▽五輪マーケティングとメラミン事件
2008年、中国は北京五輪を盛大に迎えた。企業各社の五輪参加は主に、五輪マーケティングの形で行われた。北京五輪のスポンサーは各種のルートや活動を通じて五輪マーケティングを展開し、さまざまな効果を上げた。イプソスのデータによると、五輪マーケティングに最も成功したと中国人に考えられている3企業は順に、コカコーラ(19%)、聯想(15%)、中国移動(14%)だった。グローバル企業だけで見ると、コカコーラ(19%)、アディダス(8%)、VISA(7%)が名を連ねた。五輪マーケティングは各社各様の成果を上げたため、この比率は相対的に分散し、1社が圧倒的な印象を人々に与える結果にはならなかった。
中国企業も五輪マーケティングで大きな成果を上げたが、グローバル企業の五輪マーケティングのレベルの高さは人々が認めるものとなった。歴代五輪でのマーケディング経験を持つグローバル企業は、この分野のプロフェッショナルであり、系統化された活動で大きな効果を上げた。
五輪直後の9月11日にはメラミン汚染事件が発覚し、中国で名の知れた乳業ブランドはいずれもこの事件に巻き込まれた。グローバル企業はメラミン事件で大きな動きを見せなかったが、事件とかかわりがなかったことで、中国の消費者への影響力を急速に高めた。

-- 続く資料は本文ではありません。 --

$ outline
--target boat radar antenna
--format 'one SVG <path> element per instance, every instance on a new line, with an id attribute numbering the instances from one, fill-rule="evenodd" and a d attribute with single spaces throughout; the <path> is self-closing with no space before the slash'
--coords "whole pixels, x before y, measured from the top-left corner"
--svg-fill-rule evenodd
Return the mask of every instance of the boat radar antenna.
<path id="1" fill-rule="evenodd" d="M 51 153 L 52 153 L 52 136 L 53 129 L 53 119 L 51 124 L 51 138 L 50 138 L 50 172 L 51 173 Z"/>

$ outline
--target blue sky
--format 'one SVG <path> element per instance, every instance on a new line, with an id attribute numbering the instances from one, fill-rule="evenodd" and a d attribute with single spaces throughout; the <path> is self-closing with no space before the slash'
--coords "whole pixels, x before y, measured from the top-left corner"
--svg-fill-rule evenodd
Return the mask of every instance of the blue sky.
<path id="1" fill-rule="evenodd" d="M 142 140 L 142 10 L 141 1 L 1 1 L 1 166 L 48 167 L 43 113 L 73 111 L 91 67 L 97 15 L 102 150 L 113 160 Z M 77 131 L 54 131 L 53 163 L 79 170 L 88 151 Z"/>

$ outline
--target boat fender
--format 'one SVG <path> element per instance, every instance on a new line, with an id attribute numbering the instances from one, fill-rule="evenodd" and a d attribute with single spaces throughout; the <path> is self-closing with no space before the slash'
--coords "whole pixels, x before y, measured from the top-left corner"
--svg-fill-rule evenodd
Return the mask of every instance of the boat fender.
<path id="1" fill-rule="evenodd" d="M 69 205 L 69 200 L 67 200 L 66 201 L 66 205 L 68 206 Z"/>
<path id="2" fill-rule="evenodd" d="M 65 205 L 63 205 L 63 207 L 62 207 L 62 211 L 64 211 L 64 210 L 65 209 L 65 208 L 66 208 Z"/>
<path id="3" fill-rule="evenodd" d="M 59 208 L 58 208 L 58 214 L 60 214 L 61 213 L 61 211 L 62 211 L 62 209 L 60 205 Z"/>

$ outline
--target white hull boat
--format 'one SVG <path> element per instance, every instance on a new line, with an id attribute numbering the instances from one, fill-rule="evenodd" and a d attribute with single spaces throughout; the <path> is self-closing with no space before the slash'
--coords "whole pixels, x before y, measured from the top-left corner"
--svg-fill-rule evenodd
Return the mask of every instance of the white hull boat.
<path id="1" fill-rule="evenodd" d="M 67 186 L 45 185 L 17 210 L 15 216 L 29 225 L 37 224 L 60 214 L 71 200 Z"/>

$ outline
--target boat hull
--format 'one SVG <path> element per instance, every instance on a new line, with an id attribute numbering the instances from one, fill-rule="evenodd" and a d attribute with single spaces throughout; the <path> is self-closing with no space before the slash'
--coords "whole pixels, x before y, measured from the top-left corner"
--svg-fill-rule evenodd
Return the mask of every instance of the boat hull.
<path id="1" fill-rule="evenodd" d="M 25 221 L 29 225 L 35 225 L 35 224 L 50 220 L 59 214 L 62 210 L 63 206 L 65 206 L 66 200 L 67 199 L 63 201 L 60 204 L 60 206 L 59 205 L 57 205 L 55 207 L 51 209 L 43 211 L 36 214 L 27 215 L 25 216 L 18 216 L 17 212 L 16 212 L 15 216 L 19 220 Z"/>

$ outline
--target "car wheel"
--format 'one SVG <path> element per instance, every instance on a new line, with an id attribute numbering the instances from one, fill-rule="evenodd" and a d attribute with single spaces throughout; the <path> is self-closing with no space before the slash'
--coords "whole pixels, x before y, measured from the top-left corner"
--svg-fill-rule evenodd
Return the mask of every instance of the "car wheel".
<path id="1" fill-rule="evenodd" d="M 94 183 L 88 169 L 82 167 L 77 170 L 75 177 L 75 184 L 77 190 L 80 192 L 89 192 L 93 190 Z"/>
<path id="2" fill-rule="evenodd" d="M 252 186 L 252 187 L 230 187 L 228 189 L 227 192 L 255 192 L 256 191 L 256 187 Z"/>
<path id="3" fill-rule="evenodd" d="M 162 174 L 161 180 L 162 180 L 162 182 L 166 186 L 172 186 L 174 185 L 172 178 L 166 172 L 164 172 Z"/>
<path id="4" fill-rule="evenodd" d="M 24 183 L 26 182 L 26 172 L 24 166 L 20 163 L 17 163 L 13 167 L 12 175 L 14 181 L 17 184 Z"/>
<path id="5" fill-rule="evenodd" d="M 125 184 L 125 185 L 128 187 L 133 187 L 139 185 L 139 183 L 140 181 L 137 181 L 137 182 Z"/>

経営コンサルティング「A.T.カーニー」の大中華区の副総裁を務める張天兵氏によると、グローバル企業の生産管理に対する中国消費者の信頼はメラミン事件をきっかけに大きく高まった。イプソスの調査データによると、メラミン事件でグローバル企業への信頼が増したという回答者は3割前後にのぼった。グローバル企業のブランドに対する態度は変わらないと答えた回答者は半数前後だった。